Restitution de la dépouille de Lumumba : étape à Kisangani, ville de l’envol politique

Comme mercredi à Onalua, village du Sankuru (centre) qui a vu naître Patrice Lumumba en 1925, podium, autorités, danseurs et tam-tams attendent dans l’ancienne Stanleyville la dépouille dont il ne reste qu’une dent, relique restituée lundi par la Belgique à la RDC et désormais gardée dans un cercueil ouvragé.

Sur le fleuve Congo, dans la province de la Tshopo, la cité d’environ un million et demi d’habitants s’est faite aussi belle que possible pour célébrer le héros dont le deuil, 61 ans après, commence enfin.

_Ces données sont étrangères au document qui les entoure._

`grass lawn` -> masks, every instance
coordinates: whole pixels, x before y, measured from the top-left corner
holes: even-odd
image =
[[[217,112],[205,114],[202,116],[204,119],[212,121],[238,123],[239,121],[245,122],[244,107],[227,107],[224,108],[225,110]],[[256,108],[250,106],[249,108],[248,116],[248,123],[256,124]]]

Au 1er niveau du bâtiment de briques dit « 1925 », dans le centre de Kisangani, se trouve une petite pièce, garnie d’étagères chargées de registres et d’ouvrages de l’administration coloniale. « Codes et lois du Congo, 1954 ». « Les palmeraies dans leurs rapports avec l’ethnologie ». « Revue juridique du Congo belge »…

Patrice Emery Lumumba travaillait ici comme bibliothécaire de l’Administration indigène pour les mains d’oeuvre (AIMO). En même temps, il était chargé des courriers à la Poste.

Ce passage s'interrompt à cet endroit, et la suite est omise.